I Believe in My Country and Its Youth
Far from bragging about it, 25 years old Hasan might be too modest to acknowledge he's part of Iraq's best chances for a brighter future. Born in Baghdad one year after the end of the first Gulf War, he grew up in a family of engineers that definitely nurtured his own interest for science. “This is a field I've always felt a huge interest for, just like some of my brothers and sisters.”
In 2010, Hasan entered Baghdad's University of technology, where he became a specialist in power engineering. He also had the opportunity to study in Missouri's Columbia College, and started volunteering for the United Nations Development Programme. He obtained his Master in 2017 and has since become a lecturer in his university, realizing one of his dreams. “My family was very open-minded and supportive, they've always encouraged me to follow my own path. But I have to admit that until 2013, I was an ordinary student, with no clear perspective on what that path could be. I just wanted to finish my studies, leave the university and find a good job. Since then, I have become a lecturer, but not an ordinary one in the sense that I get to mix real practical life with theoretical knowledge. This is a working method that you seldom encounter in Iraq's academic world.”
Teaming up with his friend Ahmed Alyasiri, Hasan is today the proud cofounder of his own company: PTC Group, which stands for Progress Training and Conferences. “During my studies, I already was giving training about entrepreneurship, leadership or team-building to my fellow students, and helped them to write a solid CV, how to build an effective communication plan, or how to successfully pass an interview for any kind of job. Then I saw that it could become a full-time job, so I decided to become professional trainer.” Several big companies in Iraq have asked for his expertise, among whom AstraZeneca (a biopharmaceutical company), Zain Iraq (the country's biggest communication specialist) and the University of Technology (with 16 engineering department). Three different universities, as well as Baghdad's Al Mansour Mall (one of the biggest in the city), have showed interest in allowing him to organize a technology job fair. But it wasn't all smooth sailing and Hasan still has to deal with some resistance to make his voice heard.
“Getting to work for a university is one of my biggest challenges, because it is so hard to convince people of the importance of allowing students to learn leadership techniques in the engineering field.”
“Many people in charge in the academia have a hard time taking it seriously. Most of the ones I've had to deal with were in their sixties and didn't see that the world they knew had changed.”
When asked about UNITAR's courses he took in 2016, the first word that comes to Hasan's mind is “fascination”. “Everything was very well thought-out, and not boring at all. The skills taught there were very helpful to me because I already had clear projects in my head but I did not know what were the proper first steps, and I had no idea of the number of things to take in consideration before starting anything. I was especially excited to learn about PESTLE analysis, for example. We were twenty-four participants of the Fellowship who've become friends since then, and we keep on seeing each other every second Thursdays to talk about our projects.”
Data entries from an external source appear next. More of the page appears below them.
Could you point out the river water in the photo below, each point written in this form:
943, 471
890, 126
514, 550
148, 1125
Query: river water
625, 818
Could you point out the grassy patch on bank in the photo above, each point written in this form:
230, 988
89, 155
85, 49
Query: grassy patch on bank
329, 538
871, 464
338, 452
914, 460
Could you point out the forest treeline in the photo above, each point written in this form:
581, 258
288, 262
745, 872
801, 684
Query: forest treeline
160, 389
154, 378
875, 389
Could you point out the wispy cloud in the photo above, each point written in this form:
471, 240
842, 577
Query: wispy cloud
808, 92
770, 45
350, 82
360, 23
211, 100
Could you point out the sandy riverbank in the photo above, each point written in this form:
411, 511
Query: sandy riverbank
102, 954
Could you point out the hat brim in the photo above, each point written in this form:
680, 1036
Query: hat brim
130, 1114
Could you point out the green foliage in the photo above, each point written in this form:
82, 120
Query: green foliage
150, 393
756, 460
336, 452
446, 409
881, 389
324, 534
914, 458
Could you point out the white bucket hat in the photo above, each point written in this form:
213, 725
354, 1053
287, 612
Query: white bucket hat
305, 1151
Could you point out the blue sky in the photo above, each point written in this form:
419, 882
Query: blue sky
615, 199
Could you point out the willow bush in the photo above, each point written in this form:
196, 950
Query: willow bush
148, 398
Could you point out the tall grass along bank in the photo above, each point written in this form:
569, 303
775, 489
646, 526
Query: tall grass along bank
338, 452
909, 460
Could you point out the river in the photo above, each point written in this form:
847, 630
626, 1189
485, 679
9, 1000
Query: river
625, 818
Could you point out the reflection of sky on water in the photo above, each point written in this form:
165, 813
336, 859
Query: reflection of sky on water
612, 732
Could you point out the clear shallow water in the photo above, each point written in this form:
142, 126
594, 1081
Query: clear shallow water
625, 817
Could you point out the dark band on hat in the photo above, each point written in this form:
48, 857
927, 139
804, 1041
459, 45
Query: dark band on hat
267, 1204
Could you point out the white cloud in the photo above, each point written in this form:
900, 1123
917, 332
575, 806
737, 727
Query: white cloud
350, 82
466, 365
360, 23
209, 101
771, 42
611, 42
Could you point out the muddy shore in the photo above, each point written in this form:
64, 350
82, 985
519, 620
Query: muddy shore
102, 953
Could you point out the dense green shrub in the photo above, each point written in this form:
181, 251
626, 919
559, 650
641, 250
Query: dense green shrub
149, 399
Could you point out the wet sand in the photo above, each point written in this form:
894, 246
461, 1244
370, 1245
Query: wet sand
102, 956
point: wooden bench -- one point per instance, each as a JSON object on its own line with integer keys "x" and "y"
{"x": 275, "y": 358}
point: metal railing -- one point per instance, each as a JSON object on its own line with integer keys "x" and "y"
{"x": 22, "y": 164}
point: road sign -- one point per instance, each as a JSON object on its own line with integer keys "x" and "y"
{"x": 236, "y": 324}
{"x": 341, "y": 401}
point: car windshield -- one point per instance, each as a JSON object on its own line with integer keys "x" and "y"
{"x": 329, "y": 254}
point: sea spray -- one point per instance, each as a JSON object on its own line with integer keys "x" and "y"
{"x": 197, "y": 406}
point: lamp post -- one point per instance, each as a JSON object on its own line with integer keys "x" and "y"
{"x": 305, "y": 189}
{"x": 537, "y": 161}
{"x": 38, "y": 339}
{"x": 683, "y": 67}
Iraqis have gone through tough times in recent years and in the eyes of the younger generation, the future might not look so bright. But Hasan seems immune to any kind of pessimism. “Many friends or people I meet in my daily life are telling me: ‘your English is great, you have an academic degree, why don't you leave to work in the United States or somewhere else?’ I tell them that I believe in our country and its youth. I am convinced that we can have a brighter future, here and now.